Ford (NYSE: F ) reported net income of $1.6 billion, or $0.40 a share, for the first quarter on Wednesday, a better-than-expected result driven by a record profit in the company's North American unit.
Ford's result beat Wall Street's consensus estimate of $0.37 a share, and also handily topped Ford's $1.4 million net result in the year-ago quarter by 15%. It was Ford's 15th consecutive profitable quarter since emerging from the dark days of the financial crisis.
But despite the strong result, Ford still faces challenges – challenges that may turn into opportunities for further growth in time.
The best way to understand the state of Ford's global business is to look at the results for each of its divisions in turn. Here's how things broke down in the first quarter of 2013:
- North America continues to be the "engine" of Ford's business, as CEO Alan Mulally often says. Its pre-tax first-quarter profit of $2.4 billion was a bit less than some analysts had anticipated, but it was the highest for any quarter since the company started reporting the region's results separately in 2000. Ford's operating margin in North America was 11% during the quarter, an outstanding number that reflects Ford's strong pricing power and its very busy (and very profitable) factories. Ford has posted a double-digit operating margin for North America in four of the last five quarters.
- South America lost $218 million before taxes in the first quarter, a tough result but one that was better than expected. Ford had previously warned that the region could lose $300 million in the first quarter, as a currency devaluation in Venezuela and weakening exchange rates in Argentina hit the company's bottom line hard.
- Europe lost $462 million during the first quarter, and believe it or not that result is actually pretty good. Ford last fall unveiled a comprehensive restructuring plan for Europe, in response to deep recessions that have hammered new-car sales through the region, and said on Wednesday that it was already seeing signs that its changes were having a positive effect, though deep losses will likely continue for a while.

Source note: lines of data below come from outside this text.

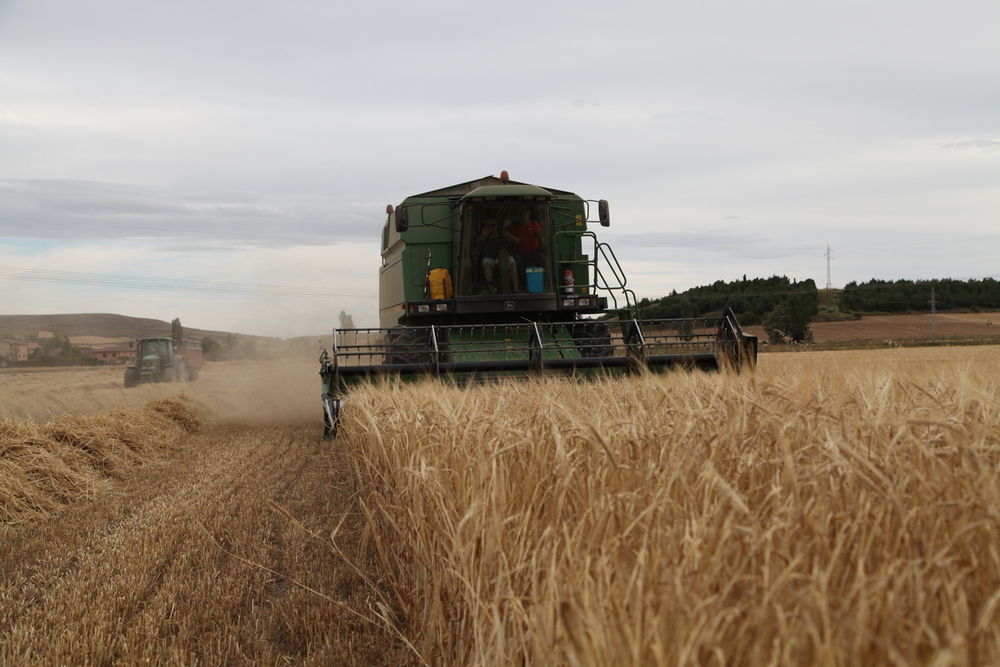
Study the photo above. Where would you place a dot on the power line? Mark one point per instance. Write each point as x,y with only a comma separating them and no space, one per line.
181,285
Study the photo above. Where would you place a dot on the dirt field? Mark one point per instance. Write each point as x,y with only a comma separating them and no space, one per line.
894,327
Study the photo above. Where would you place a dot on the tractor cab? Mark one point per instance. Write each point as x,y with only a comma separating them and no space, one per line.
505,244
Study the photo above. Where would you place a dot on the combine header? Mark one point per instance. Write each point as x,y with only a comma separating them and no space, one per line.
495,278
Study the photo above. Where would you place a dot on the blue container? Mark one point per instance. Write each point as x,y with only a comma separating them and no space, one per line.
535,278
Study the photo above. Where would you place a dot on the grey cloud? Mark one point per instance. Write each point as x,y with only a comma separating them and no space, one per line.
72,210
982,145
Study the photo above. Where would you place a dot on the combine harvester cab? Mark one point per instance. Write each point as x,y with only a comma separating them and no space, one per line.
494,278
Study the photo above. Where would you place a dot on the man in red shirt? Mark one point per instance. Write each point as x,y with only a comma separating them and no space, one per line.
529,241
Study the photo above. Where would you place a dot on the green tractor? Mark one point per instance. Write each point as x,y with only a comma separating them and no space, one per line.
495,278
162,359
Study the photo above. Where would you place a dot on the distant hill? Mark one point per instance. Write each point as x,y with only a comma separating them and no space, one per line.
99,324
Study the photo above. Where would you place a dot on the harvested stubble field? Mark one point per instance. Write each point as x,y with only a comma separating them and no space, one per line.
155,525
834,508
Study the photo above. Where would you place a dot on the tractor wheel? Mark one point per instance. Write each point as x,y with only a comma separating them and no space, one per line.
592,338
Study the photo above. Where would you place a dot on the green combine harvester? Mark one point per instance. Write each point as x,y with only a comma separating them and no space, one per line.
495,278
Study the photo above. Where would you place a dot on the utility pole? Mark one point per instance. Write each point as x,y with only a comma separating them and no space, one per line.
829,283
933,314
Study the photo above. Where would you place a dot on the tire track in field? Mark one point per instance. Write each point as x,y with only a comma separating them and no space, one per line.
158,571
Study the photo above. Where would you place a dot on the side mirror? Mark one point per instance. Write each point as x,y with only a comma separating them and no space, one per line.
402,219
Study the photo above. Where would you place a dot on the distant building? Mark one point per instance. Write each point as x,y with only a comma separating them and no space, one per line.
14,350
110,354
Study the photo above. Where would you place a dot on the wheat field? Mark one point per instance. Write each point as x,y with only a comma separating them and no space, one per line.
832,509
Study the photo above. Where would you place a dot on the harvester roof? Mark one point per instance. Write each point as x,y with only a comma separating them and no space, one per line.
488,183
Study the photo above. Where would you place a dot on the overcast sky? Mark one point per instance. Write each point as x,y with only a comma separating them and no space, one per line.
229,162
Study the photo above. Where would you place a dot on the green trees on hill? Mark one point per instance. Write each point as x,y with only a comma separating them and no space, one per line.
903,295
784,307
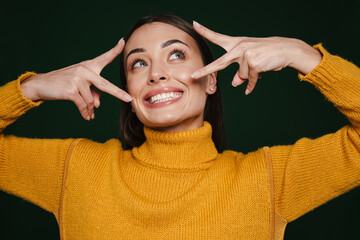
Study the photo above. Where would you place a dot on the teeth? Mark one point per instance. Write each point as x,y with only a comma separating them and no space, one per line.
162,97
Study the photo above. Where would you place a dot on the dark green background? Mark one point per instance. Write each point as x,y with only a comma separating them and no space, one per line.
47,35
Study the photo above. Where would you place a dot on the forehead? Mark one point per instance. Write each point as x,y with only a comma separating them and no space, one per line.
151,35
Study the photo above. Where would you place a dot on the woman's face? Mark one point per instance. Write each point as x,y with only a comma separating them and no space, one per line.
159,59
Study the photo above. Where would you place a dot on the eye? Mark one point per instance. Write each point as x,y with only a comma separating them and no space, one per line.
177,54
137,63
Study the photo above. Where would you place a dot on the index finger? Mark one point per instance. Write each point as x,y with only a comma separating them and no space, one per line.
106,86
219,64
104,59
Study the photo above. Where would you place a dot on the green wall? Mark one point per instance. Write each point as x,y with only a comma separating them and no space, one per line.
47,35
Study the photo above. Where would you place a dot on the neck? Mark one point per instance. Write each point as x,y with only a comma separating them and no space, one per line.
188,124
191,149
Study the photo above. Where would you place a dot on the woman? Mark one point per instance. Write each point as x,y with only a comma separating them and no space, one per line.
173,183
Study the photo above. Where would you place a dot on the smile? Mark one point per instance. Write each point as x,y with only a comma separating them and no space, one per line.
163,97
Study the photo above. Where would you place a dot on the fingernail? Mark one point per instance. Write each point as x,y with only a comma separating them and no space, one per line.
196,24
195,74
128,97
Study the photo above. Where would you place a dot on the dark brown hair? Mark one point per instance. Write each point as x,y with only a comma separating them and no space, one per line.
131,127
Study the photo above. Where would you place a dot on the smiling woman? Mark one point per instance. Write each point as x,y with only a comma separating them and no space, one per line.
174,182
164,70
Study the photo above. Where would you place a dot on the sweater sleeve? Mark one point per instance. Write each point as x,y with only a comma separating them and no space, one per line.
29,168
312,172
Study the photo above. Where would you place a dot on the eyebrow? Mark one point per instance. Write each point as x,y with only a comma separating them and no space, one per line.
163,45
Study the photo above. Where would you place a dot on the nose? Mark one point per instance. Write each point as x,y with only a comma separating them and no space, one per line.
157,74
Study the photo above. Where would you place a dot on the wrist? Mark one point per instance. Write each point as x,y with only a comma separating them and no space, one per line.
305,58
27,88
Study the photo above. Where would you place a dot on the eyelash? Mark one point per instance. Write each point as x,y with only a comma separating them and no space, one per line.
183,52
133,62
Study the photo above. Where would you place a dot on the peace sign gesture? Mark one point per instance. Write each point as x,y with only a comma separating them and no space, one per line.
79,83
257,55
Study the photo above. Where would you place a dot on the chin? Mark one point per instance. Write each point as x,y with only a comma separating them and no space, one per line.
162,121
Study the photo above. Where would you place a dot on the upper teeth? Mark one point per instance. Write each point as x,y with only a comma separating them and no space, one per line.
161,97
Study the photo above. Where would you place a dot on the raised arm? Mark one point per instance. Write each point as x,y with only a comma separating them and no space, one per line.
310,172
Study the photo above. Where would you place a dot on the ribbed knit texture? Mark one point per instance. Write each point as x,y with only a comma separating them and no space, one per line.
176,185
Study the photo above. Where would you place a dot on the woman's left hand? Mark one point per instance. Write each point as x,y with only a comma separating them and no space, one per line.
257,55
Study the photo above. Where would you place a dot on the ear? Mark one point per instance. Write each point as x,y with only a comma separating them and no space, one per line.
211,84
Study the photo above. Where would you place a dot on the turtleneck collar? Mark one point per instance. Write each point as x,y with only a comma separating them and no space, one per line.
189,150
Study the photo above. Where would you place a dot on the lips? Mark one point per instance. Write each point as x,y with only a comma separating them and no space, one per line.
163,96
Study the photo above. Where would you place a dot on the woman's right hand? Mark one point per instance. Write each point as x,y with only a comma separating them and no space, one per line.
79,83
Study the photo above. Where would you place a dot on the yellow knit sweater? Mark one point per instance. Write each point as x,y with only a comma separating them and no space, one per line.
176,185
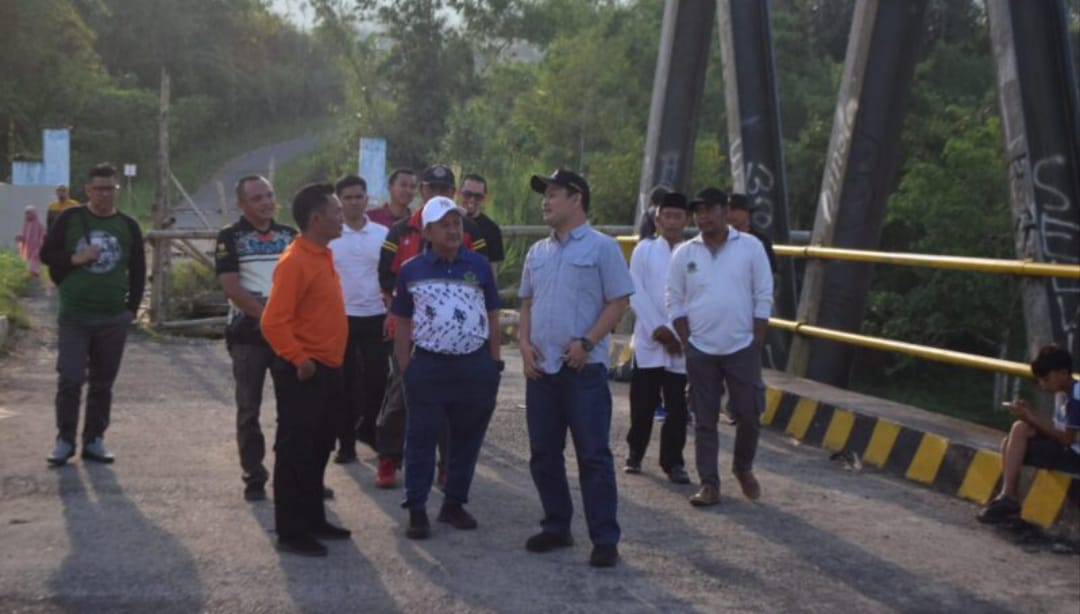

- Asia Pacific Africa posted a small pre-tax profit of about $6 million, but the story here continues to be a good one: strong growth offset by the big investments that Ford is making for even more growth over the next few years. Market share for the whole region was up 30% over the year-ago quarter; market share in China improved to 3.6%, a full point better than a year ago; and the company's big investment in new factories and facilities in the region is near its peak.
- Ford Credit, the company's in-house lending arm, posted a $507 million pre-tax profit, up $55 million from the year-ago quarter. The story here was good, with higher receivables and strong residual values for cars coming off lease driving gains.
The outlook: mixed, but brightening
Ford's guidance for the full year remains unchanged. The company expects North America's margins to come in around 10%, with full-year pre-tax profit somewhat higher than 2012's. South America is still expected to roughly break even, though the company is concerned about ongoing currency risk in Venezuela and Argentina.
Europe is still expected to lose $2 billion this year, worse than 2012, as industrywide new-car sales seem to be finding new ways to get even worse every month. And the company expects Asia Pacific Africa to roughly break even, as impressive sales growth will continue to be offset by Ford's (also impressive) level of investment in the region.